Three days from now, the Centre will come out with the 2013-14 budget. It’s a big budget, big in the sense of what it needs to do and what’s expected of it.
From larger questions like the fiscal deficit, to matters like tax-saving investments, there are huge expectations from this budget.
Unfortunately, in one aspect crucial to almost all savers today, the battle is already lost. The returns on fixed-income investments are now well below the real inflation rate. What’s worse, they are going to stay that way.
Oh I know the RBI has lowered interest rates because wholesale inflation is creeping downwards but really, for people at the receiving end of inflation, the WPI is little more than a cruel joke.
The government’s own consumer price index is close to 11% and climbing. What’s worse, the real inflation faced by people is far worse.
Recently, a friend’s driver had asked for a raise eight months after the last one. The conversation went into how the driver spent his monthly salary of Rs.12,000.
Even with considerable frugality, his expense were higher by 20% over the last year!
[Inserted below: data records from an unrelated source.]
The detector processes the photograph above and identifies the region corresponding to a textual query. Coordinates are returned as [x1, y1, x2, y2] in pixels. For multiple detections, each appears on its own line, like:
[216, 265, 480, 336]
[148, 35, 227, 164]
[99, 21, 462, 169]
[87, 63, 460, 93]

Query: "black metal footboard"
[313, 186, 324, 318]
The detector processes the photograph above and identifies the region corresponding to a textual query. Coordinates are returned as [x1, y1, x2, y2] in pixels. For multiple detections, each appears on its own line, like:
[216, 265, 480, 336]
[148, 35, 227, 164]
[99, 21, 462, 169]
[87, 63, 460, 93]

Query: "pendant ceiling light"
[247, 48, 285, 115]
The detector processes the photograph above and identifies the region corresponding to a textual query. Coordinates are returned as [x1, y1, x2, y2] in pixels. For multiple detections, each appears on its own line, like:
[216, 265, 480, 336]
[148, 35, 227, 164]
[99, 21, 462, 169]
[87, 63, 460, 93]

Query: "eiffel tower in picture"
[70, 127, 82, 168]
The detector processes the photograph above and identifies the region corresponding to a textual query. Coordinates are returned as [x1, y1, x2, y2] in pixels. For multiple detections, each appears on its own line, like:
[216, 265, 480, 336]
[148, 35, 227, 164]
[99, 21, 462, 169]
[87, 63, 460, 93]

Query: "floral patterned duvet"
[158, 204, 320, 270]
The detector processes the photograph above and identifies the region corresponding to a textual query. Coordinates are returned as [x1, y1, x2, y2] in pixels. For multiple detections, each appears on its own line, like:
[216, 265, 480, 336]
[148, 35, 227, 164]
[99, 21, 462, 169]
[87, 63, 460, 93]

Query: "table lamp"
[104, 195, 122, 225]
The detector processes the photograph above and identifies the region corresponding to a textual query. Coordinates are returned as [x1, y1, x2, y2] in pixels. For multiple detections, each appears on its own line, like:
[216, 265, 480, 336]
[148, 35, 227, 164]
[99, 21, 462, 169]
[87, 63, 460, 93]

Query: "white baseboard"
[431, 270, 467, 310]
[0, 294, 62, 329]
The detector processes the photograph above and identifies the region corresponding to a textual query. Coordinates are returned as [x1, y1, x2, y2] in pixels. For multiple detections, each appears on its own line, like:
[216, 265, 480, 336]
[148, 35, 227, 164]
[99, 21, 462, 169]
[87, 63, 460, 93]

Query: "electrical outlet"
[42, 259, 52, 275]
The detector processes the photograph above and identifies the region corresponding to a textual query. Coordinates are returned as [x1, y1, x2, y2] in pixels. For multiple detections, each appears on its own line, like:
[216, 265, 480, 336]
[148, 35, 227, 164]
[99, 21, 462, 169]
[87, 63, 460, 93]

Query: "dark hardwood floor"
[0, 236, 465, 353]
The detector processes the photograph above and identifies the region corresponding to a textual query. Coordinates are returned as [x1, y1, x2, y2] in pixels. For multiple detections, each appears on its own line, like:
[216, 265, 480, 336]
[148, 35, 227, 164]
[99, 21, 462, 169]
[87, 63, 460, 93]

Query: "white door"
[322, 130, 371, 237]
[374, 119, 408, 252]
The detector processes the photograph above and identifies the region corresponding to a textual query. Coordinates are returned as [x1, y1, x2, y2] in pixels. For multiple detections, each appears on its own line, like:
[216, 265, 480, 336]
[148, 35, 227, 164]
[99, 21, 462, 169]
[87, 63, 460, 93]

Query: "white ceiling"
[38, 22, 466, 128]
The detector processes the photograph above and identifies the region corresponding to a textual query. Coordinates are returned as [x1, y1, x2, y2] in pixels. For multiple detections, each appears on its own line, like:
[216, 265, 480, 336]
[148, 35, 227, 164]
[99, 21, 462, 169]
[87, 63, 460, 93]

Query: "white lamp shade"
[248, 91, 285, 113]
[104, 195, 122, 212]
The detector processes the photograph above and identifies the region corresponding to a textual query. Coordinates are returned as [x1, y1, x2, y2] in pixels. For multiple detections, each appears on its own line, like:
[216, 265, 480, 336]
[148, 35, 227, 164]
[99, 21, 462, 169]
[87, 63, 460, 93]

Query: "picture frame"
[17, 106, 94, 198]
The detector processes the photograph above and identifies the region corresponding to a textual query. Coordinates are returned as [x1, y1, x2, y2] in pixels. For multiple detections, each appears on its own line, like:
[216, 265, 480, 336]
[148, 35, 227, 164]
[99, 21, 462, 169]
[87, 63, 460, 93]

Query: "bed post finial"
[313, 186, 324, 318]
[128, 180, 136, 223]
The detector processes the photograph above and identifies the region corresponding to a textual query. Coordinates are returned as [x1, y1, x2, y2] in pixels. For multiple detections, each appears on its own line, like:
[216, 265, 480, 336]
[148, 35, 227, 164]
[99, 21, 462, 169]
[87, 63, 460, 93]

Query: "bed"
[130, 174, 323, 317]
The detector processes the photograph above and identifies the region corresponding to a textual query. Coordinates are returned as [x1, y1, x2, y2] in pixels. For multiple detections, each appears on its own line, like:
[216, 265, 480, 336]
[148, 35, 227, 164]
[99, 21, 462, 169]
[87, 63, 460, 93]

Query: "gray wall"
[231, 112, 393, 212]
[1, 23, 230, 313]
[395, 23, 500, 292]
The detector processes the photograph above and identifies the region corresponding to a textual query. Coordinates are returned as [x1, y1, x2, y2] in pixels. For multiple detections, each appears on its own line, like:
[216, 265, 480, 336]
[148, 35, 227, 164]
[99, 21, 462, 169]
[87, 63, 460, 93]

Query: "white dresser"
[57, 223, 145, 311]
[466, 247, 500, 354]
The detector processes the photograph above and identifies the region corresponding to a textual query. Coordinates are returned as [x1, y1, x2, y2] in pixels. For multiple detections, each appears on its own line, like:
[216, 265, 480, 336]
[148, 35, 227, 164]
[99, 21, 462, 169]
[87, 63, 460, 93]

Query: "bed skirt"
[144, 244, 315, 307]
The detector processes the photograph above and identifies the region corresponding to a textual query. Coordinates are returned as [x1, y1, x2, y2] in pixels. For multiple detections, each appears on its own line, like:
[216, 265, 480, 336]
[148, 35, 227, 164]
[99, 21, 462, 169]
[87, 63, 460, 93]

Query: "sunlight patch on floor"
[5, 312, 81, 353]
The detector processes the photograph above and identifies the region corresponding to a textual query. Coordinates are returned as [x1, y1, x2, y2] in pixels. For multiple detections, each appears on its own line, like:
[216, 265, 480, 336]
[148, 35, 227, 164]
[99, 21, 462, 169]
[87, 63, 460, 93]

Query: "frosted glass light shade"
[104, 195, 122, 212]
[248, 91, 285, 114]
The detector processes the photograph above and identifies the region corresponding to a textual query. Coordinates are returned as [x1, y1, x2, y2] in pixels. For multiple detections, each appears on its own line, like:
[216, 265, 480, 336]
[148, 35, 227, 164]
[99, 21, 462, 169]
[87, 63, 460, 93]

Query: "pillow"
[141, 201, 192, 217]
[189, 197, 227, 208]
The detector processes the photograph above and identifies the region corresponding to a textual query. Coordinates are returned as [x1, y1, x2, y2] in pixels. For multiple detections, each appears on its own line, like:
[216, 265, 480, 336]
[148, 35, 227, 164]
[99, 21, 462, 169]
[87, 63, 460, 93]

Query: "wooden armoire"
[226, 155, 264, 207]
Every working class family is in the same boat so don’t be surprised if you see more and more of the kind of strike you did last week.
Of course, this man has no scope for saving, but even if he did, it would be stupid. He might be better off buying a year’s supply of wheat, dal and rice rather than putting money in some savings account.
That’s the hard truth about inflation and savings. For those not interested in equities, there’s no way to save in which inflation won’t rapidly eat away the real value of your money.